The Ghost Goes West (Fantôme à vendre, 1935), tourné pour la London Film, renouait avec la comédie légère, chère à Clair, dans un style fantastique rehaussé par le jeu brillant de Robert Donat dans le double rôle du propriétaire et du fantôme du manoir. Comme à l’habitude, le scénario fut écrit par René Clair lui-même : « Au début du parlant de très nombreux scénaristes pensaient que leur travail ne devait pas être revu et corrigé par le metteur en scène, lequel aurait dû se contenter d’être un directeur de scène comme au théâtre. En outre, les méthodes tyranniques des producteurs tendaient à scinder nettement ces rôles, de manière à contrôler chaque phase de fabrication. Ce n’est pas un hasard si les producteurs ne supportaient pas des personnes comme Chaplin et le sous-signé qui voulaient suivre le film dans ses différents moments. »
Toujours en Angleterre, René Clair tourna en 1937 Break the News (Fausses Nouvelles), autre suite burlesque d’épisodes hilarants, racontant la tentative de deux acteurs pour arriver au succès ; ce film bénéficia de l’interprétation de Jack Buchanan et de Maurice Chevalier.

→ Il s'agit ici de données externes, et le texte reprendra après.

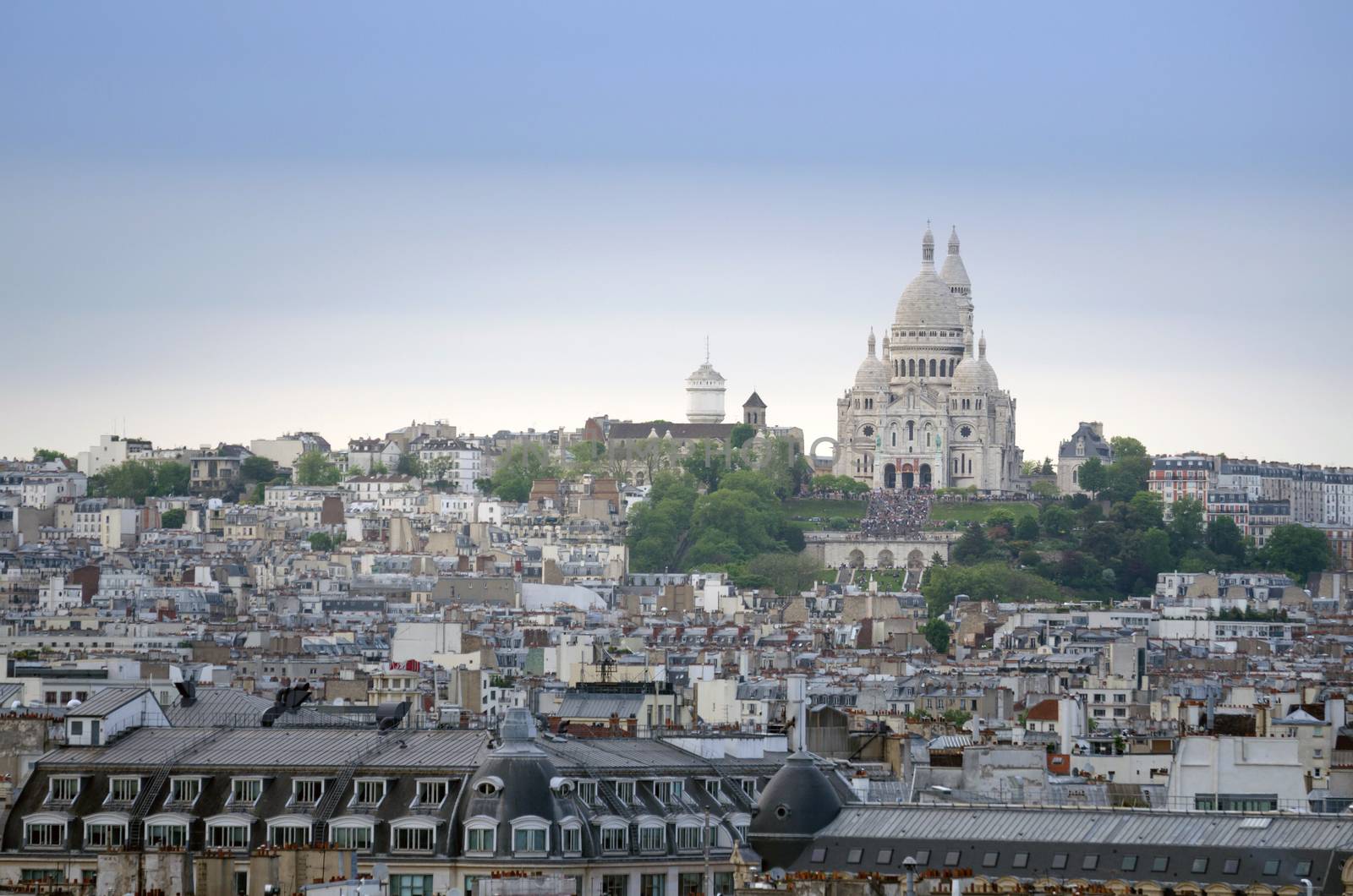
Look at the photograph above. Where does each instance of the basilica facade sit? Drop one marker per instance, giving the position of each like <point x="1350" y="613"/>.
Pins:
<point x="928" y="410"/>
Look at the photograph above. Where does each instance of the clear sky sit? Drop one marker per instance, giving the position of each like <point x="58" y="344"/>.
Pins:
<point x="227" y="221"/>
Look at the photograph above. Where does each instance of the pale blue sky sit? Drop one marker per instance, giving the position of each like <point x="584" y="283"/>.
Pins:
<point x="221" y="222"/>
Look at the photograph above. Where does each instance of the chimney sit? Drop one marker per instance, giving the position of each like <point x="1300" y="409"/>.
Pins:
<point x="796" y="707"/>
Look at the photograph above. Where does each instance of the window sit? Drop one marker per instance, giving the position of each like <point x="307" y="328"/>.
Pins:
<point x="308" y="789"/>
<point x="615" y="839"/>
<point x="105" y="834"/>
<point x="288" y="834"/>
<point x="528" y="839"/>
<point x="690" y="837"/>
<point x="245" y="789"/>
<point x="371" y="790"/>
<point x="45" y="833"/>
<point x="167" y="834"/>
<point x="651" y="838"/>
<point x="690" y="884"/>
<point x="123" y="789"/>
<point x="480" y="839"/>
<point x="412" y="839"/>
<point x="352" y="837"/>
<point x="410" y="885"/>
<point x="184" y="789"/>
<point x="227" y="837"/>
<point x="63" y="789"/>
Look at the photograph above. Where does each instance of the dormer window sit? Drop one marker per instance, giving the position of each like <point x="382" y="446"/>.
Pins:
<point x="308" y="790"/>
<point x="123" y="789"/>
<point x="432" y="794"/>
<point x="529" y="837"/>
<point x="245" y="790"/>
<point x="369" y="790"/>
<point x="64" y="789"/>
<point x="184" y="789"/>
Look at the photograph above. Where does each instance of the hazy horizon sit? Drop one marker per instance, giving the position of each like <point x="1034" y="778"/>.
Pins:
<point x="227" y="222"/>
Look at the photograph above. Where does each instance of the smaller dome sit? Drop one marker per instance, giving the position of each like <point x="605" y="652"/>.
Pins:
<point x="872" y="375"/>
<point x="797" y="801"/>
<point x="974" y="374"/>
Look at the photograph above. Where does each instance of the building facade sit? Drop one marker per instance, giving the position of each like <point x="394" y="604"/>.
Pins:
<point x="928" y="412"/>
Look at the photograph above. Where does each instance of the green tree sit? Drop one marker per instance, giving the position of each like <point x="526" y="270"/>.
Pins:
<point x="410" y="466"/>
<point x="786" y="573"/>
<point x="1296" y="549"/>
<point x="708" y="462"/>
<point x="656" y="527"/>
<point x="741" y="434"/>
<point x="1186" y="526"/>
<point x="1145" y="511"/>
<point x="937" y="632"/>
<point x="1224" y="538"/>
<point x="972" y="547"/>
<point x="313" y="468"/>
<point x="1027" y="528"/>
<point x="257" y="468"/>
<point x="1093" y="475"/>
<point x="1057" y="522"/>
<point x="518" y="468"/>
<point x="1045" y="490"/>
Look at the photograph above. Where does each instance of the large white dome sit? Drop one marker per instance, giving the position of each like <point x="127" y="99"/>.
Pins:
<point x="872" y="375"/>
<point x="927" y="302"/>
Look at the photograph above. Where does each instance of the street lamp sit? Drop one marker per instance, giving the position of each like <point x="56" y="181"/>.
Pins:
<point x="910" y="864"/>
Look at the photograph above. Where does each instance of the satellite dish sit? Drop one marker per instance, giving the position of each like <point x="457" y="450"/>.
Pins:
<point x="389" y="715"/>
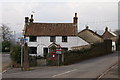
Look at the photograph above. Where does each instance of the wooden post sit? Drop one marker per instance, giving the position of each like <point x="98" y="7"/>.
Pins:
<point x="26" y="58"/>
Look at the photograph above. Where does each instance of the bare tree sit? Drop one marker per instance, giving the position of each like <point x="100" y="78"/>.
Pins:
<point x="5" y="33"/>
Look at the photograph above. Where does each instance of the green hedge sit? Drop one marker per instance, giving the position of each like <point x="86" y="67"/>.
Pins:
<point x="97" y="49"/>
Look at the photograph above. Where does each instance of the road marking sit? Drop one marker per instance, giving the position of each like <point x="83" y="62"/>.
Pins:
<point x="64" y="73"/>
<point x="104" y="73"/>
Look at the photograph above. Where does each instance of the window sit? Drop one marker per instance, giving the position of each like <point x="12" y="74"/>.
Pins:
<point x="45" y="52"/>
<point x="52" y="38"/>
<point x="33" y="38"/>
<point x="32" y="50"/>
<point x="64" y="38"/>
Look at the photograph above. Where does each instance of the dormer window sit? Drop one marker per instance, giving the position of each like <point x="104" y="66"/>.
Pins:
<point x="33" y="38"/>
<point x="64" y="38"/>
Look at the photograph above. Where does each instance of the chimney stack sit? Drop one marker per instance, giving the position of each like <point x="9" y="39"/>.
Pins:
<point x="31" y="20"/>
<point x="75" y="19"/>
<point x="106" y="29"/>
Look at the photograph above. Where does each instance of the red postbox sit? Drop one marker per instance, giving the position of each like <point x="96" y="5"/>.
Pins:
<point x="53" y="55"/>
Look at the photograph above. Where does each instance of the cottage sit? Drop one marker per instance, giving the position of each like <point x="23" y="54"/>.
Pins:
<point x="41" y="35"/>
<point x="112" y="36"/>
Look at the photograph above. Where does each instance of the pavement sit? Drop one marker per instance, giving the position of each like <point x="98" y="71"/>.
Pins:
<point x="91" y="68"/>
<point x="111" y="73"/>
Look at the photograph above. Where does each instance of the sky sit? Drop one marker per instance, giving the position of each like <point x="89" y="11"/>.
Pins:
<point x="96" y="14"/>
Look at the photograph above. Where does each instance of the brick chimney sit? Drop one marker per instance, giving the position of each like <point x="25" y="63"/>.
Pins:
<point x="31" y="20"/>
<point x="106" y="29"/>
<point x="75" y="22"/>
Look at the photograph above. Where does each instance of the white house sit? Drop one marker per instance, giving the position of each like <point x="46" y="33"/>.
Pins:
<point x="41" y="35"/>
<point x="112" y="36"/>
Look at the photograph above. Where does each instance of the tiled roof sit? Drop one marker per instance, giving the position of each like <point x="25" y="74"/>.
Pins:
<point x="90" y="36"/>
<point x="50" y="29"/>
<point x="109" y="35"/>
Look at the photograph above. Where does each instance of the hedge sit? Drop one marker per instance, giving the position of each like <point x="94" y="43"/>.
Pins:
<point x="97" y="49"/>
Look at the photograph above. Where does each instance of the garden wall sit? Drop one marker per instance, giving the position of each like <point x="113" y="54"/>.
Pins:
<point x="97" y="49"/>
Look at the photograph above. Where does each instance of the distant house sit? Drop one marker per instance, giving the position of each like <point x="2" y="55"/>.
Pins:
<point x="112" y="36"/>
<point x="41" y="35"/>
<point x="90" y="36"/>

Il s’agissait d’une nouvelle version du film Le Mort en fuite, une production française de 1936 dont René Clair avait acquis les droits afin de la refaire à sa guise. Un peu plus tard, René Clair admit que le film était assez mince et sans grand intérêt.
UN PARISIEN EN AMÉRIQUE
Après ce film, René Clair se consacra à divers projets, qui ne purent aboutir, comme Wonder Hero, Voyage surprise, Rue de la gaîté, Air pur, et décida de gagner les Etats-Unis et de s’établir à Hollywood, rejoignant ainsi d’autres Français qui avaient fui l’Europe en guerre. Le premier film de sa période américaine fut The Flame of New Orleans (La Belle Ensorceleuse, 1941), une comédie brillante dont Clair ne fut pourtant pas très satisfait.
« J’aurais voulu tourner un film avec Deanna Durbin, expliqua le cinéaste, une fille que j’admirais beaucoup. Mais Deanna était sous contrat avec Universal, qui me répondit que l’actrice avait bien d’autres films au programme. Ils me proposèrent un film avec Marlene Dietrich, que j’estimais fort peu, mais telles étaient les lois de Hollywood. Le résultat ne fut pas heureux. »
Par la suite, Clair remplaça Hitchcock dans un épisode de Forever and a Day (Et la vie recommence, 1943), un film de propagande pour la Croix-Rouge interprété par des acteurs anglais réfugiés à Hollywood : « Le film ne m’intéressait pas beaucoup… J’étais considéré comme anglais parce que j’avais vécu en Grande-Bretagne… Ce fut la seule fois où je dus diriger des scènes qui n’avaient pas été écrites par moi. » Il faut rappeler à ce sujet que le nom de René Clair n’est pas mentionné dans le scénario de certains de ses films tournés en Grande-Bretagne et à Hollywood, bien que, comme à son habitude, il ait travaillé en étroite collaboration avec les scénaristes.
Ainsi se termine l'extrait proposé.